Background Excessive gestational weight gain and gestational diabetes mellitus (GDM) significantly increase morbidity and mortality for both the mother and the fetus. Objectives To assess maternal weight gain at 28 weeks of gestation in women developing GDM compared with pregnant women without GDM. Patients and Methods This study is a case-control study of weight gain in pregnant women at 28 weeks of gestation. Data analysis of weight gain was obtained in 225 pregnant women (75 cases of GDM and 150 pregnant women without GDM-controls). Results Two hundred twenty-five women (GDM group of 75 women and 150 control pregnant women) were evaluated. Demographics characteristics of both groups (case-controls) were compatible.
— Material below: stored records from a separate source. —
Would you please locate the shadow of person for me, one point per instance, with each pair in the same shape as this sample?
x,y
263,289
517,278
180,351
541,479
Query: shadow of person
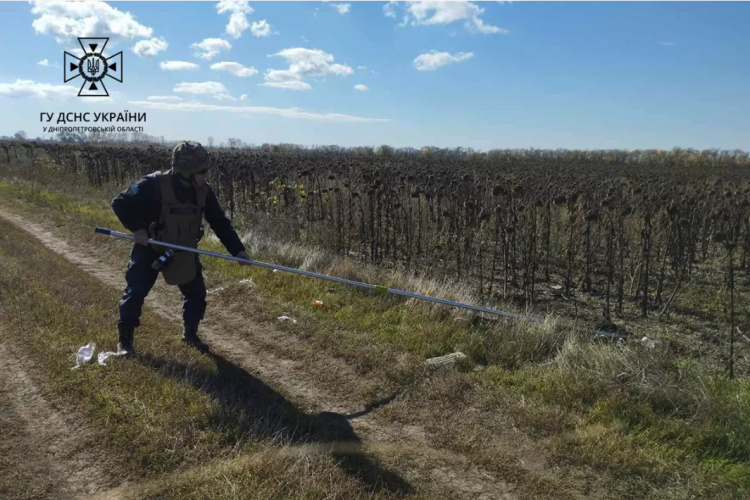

There was a significant difference between mean weight gain among GDM groups (17.36 ±2.89) in comparison to mean weight gain in controls groups (15.67± 2.34) giving a P-value =0.001. Furthermore, we subdivided the rate of weight gain into three categories: pregnant women who gained weight 0-10kg, 10-20, and above 20kg. There was a significant difference according to these categories, 25.3% of women with GDM had an increase of weight of more than 20 kg while only 7.3% of women without GDM increased their weight more than 20kg making P-value=0.001. Conclusion Weight gain is higher in women diagnosed with GDM at 28 weeks of gestation in comparison to women without GDM.